Personal information
- Born: April 2, 1989 (age 36) Yaba, Burkina Faso
- Nationality: Burkinabé / Ivorian
- Listed height: 6 ft 10 in (2.08 m)
- Listed weight: 270 lb (122 kg)

Career information
- NBA draft: 2011: undrafted
- Playing career: 2010–present

Career history
- 2010–2011: BCM Gravelines
- 2011–2018: Limoges CSP
- 2018: →Antibes Sharks
- 2018–2020: JL Bourg
- 2020–2022: Aix Maurienne Savoie

Career highlights
- 2x French League champion (2014, 2015);

= Fréjus Zerbo =

Ivorian basketball player

Fréjus Zerbo (born April 2, 1989) is a Burkinabé-born Ivorian professional basketball player, who plays as a center and lastly played for LNB Pro B team Aix Maurienne Savoie.

==Professional career==
In June 2010, Zerbo signed with BCM Gravelines of the French Pro A. In 2011, Zerbo left BCM for Limoges CSP. In June 2014, he re-signed with Limoges. July 2015, Zerbo signed a 5-year extension with Limoges. In January 2018, he was loaned to Antibes Sharks until the end of the season.

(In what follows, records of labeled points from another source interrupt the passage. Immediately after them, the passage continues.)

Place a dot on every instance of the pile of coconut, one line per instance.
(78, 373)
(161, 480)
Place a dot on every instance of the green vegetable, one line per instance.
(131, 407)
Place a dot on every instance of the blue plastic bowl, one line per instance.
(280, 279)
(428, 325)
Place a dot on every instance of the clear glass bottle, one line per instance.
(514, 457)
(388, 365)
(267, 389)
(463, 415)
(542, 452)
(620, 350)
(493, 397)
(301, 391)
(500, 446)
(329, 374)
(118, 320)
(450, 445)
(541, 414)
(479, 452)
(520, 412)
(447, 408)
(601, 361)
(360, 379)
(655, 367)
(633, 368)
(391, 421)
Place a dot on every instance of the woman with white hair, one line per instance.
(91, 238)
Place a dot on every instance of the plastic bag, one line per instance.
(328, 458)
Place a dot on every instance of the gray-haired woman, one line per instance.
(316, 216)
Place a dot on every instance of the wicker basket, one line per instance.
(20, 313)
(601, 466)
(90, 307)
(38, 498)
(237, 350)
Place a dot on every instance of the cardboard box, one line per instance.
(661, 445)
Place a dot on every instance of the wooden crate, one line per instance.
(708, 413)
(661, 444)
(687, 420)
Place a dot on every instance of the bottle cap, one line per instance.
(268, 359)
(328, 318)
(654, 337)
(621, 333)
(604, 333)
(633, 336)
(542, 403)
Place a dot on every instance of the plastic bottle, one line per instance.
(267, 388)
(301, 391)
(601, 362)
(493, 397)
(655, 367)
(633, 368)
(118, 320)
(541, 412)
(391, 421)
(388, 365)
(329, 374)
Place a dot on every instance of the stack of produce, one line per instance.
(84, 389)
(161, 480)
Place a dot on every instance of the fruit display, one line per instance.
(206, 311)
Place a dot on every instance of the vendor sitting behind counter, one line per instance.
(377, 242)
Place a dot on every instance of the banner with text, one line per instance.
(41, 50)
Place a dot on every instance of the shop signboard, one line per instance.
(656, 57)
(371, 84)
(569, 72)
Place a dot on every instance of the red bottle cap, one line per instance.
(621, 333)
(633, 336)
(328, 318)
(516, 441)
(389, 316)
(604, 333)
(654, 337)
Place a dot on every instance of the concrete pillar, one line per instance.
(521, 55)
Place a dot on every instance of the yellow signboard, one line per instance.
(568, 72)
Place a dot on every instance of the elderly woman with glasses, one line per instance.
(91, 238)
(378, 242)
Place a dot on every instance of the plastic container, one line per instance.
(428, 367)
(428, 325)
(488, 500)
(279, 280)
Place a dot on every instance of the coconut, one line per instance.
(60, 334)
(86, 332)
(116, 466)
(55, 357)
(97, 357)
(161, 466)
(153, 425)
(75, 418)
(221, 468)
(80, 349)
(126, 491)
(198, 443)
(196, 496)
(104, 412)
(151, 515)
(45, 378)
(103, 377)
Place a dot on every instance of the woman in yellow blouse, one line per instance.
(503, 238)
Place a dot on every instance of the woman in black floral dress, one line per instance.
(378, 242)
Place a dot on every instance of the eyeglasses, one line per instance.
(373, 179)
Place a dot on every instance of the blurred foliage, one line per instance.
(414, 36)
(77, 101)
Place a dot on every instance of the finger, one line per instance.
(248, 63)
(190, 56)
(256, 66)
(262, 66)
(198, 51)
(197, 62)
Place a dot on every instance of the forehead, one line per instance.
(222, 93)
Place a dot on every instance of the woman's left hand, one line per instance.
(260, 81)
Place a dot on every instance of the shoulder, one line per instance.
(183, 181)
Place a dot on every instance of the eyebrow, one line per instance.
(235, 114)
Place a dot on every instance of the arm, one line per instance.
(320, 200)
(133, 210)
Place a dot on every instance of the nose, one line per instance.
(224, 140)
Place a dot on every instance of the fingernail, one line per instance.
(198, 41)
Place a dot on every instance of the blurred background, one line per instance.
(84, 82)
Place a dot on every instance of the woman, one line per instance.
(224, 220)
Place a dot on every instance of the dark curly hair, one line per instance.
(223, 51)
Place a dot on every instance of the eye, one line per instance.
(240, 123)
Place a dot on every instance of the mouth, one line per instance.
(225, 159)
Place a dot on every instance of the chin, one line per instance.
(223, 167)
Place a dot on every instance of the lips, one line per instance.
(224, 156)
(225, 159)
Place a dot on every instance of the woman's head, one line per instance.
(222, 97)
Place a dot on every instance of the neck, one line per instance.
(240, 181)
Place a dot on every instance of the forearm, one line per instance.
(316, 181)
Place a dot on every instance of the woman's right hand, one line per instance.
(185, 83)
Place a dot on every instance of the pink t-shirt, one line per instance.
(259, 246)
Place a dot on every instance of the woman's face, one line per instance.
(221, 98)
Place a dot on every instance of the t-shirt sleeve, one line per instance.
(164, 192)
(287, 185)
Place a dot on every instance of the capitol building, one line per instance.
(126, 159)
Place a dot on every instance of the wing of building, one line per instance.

On November 15, 2018, he has signed a 1-month deal with Pro A team JL Bourg. His contract has been extended until the end of season on December 28, 2019.

==National team==
He holds Ivorian passport and lived in Ivory Coast as a child. He opted to represent Ivory Coast national basketball team and was included in a roster for 2019 FIBA World Cup.